Было ясно, что распря меж епископами и членами королевского совета при молодом короле касалась важных государственных вопросов. А тяжба из-за женитьбы Улава, сына Аудуна, была сущим пустяком, коему никто не придавал значения. Если бы только ее не вытащили на свет божий и не упомянули как пример нетерпимого самоуправства епископа и его стремления порушить старые законы и право в стране. Но приходский священник желал бы сохранить дружбу с богатой хозяйкой Берга… А может статься, он и сам не понимал, сколь мало значила эта тяжба о бракосочетании двоих детей за пределами тех краев, где хорошо знали родичей юноши и девушки. Потому-то он и проговорился: епископ Турфинн-де объявлен вне закона более всего за то, что простер руку в защиту злейшего врага рода Стейнфинна.

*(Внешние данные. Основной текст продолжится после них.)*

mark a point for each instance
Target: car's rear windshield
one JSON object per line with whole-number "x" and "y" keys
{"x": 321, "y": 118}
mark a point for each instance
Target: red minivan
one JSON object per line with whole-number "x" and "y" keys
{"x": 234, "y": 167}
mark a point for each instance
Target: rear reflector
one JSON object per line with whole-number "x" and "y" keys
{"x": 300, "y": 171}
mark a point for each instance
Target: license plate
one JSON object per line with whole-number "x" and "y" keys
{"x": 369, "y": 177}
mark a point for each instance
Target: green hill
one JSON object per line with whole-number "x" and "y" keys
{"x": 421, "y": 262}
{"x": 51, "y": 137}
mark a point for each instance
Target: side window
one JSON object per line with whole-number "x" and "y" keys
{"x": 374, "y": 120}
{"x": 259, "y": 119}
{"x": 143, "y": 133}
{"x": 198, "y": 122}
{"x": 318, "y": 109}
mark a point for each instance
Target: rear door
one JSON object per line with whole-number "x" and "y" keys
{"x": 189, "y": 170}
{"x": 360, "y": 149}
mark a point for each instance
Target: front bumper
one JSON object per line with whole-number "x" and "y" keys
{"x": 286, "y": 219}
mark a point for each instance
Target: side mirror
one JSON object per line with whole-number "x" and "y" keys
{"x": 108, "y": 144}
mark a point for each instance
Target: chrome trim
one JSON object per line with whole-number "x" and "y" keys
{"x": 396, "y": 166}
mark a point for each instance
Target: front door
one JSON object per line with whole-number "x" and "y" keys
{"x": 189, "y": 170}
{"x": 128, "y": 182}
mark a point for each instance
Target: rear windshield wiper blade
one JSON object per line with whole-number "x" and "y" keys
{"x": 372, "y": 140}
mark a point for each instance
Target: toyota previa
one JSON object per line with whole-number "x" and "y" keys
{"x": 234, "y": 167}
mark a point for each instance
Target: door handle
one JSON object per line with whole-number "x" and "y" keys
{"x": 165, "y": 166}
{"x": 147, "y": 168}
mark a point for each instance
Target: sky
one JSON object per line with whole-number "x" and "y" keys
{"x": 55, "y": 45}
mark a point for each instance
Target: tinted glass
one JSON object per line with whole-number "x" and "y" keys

Ингунн охватил ужасный страх. Очнувшись, она вновь увидела, каково ее положение наяву. И все ее мечты внезапно рухнули, подобно тому, как чернеют и опадают за одну морозную ночь цветы на лугу. Холодея от ужаса, Ингунн поняла: она не что иное, как беззащитная, покинутая сирота, не девушка и не жена. У нее не было ни единого друга, который мог бы отстоять ее права… Улав уехал, и никто не знал, где он странствует, епископ уехал, Арнвид – далеко от нее, и она не может послать ему весточку. Если бы ее немилосердные родичи захотели ныне ей отомстить, единственной, на кого она могла опереться, была впавшая в детство дряхлая бабушка…
Ингунн сжалась в комок – дрожащее, сбитое с толку существо… Всю волю, еще сохранившуюся в ее слабой, мятущейся душе, она направила на одно – она будет крепко держаться Улава и останется ему верна, даже если они замучают ее из-за него до смерти.
Как раз накануне адвента в Берг явились Тура, дочь Стейнфинна, и ее муж Хокон, сын Гаута. Хокон еще не выбрал себе усадьбу, где бы желал поселиться, а Тура еще до рождества ждала ребенка. Вот молодая чета и намеревалась пробыть эту зиму в Берге. Ингунн не виделась с сестрой два года, а зятя и вовсе никогда не встречала прежде. Он был недурен собой – рослый молодой мужчина с красивым лицом и рыже-каштановыми кудрявыми волосами. Но у него были маленькие карие глазки, близко посаженные по обе стороны высокого горбатого носа, и он довольно сильно косил.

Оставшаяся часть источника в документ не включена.